They are here brought up to date with information referencing events between 1862 and 1864, and are interleaved with fifty-six pages of accompanying letterpress text, not present in Aubert’s edition.

Each plate comprises several scenes depicting local costumes, customs, and scenery, with a textual summary at the foot. The countries and regions covered are France, England, Russia, Spain, Italy, Greece, Persia, Barbary, Australia, the Canary Islands, India, Indonesia, West Africa, Argentina, Switzerland, Turkey, Brazil, the United States, China, Japan, Mexico, Peru, Egypt, and New Zealand. Among the charming details are a French château and thatched cottage juxtaposed, English boxers squaring off, the Tower of London, ancient Persian sculptures, Aboriginal Australian body art, Hindu dancers, the Turkish Sultan, a Mississippi steamer, a Mexican temple, an Egyptian minaret, and a New Zealand canoe.

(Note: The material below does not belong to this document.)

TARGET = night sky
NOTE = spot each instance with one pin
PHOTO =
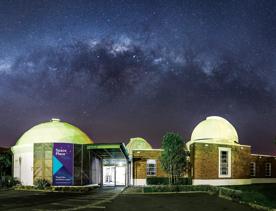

A footnote to the US plate mentions the abolition of slavery in 1863, while the Italian plate refers to hostilities between France and Italy in 1864. The accompanying text summarises each country’s population, geography, climate, industry and commerce, language and culture, government, religion, and national character, beginning, of course, with France: ‘this beautiful land can rival the greatest nations of antiquity and modern times.’

No copies traced in the UK. OCLC records two copies only in the US (UCLA, Yale).